You can email me directly if you wish.

[email protected]


----------



## MarvinK (Feb 12, 2002)

The pros aren't even using Red rings... why not just replace with Force rings--which are cheaper and more readily available?


----------



## nrspeed (Jan 28, 2005)

Why would you want RED rings? There are better aftermarket ones. Try TA rings. I changed my RED outer compact ring out.


----------



## prschatt (Aug 19, 2007)

What's the problem with RED rings?. I had force and now red. haven't noticed a difference. Did have a problem with the RD, and chronic de-tuning issues, SRAM replaced and has been great or I guess shifts smoothly as the Force group did (never did get an explanation of the issue). I did get my group at the time Astana had a 600 group order being filled and there was a shortage, so maybe QC wasn't what it should have been. 
Just curious


----------



## MarvinK (Feb 12, 2002)

nrspeed: so, you got your old ones still... and willing to sell?


----------



## edorwart (Aug 9, 2007)

MarvinK said:


> nrspeed: so, you got your old ones still... and willing to sell?

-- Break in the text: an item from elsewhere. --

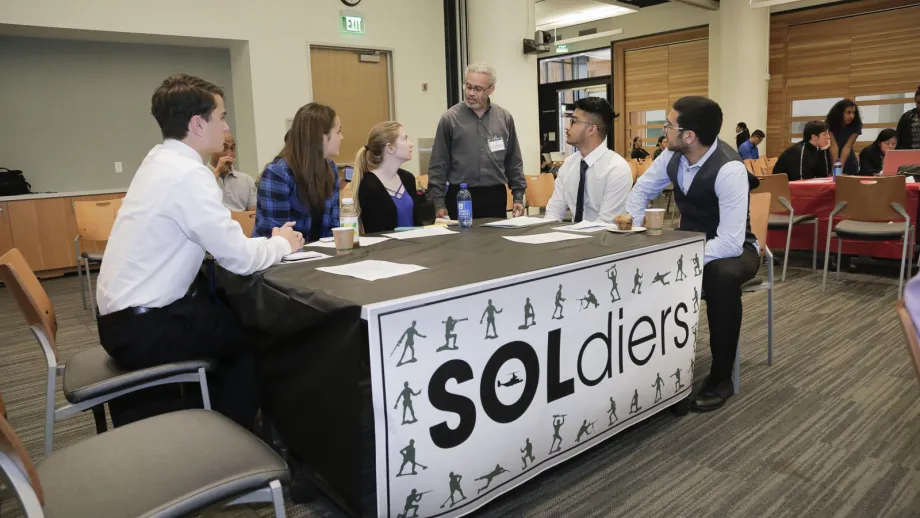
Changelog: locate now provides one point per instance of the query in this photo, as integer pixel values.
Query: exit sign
(353, 23)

As I stated in my earlier post, I have a set to sell. 53 / 39 used for 150 miles. Yours for $105.00 which includes USPS Priority Mail shipping in the lower 48.

Anyone that is interested can email me a [email protected]


----------



## orlin03 (Dec 11, 2007)

MarvinK said:


> The pros aren't even using Red rings... why not just replace with Force rings--which are cheaper and more readily available?


Aren't the Red rings supposed to be stiffer?


----------



## MarvinK (Feb 12, 2002)

What I've read is they are prone to bending--luckily, mine work great. In any case, I wouldn't feel too bad about using non-Red rings... too bad the Red rings look so cool compared to old SRAM rings.


----------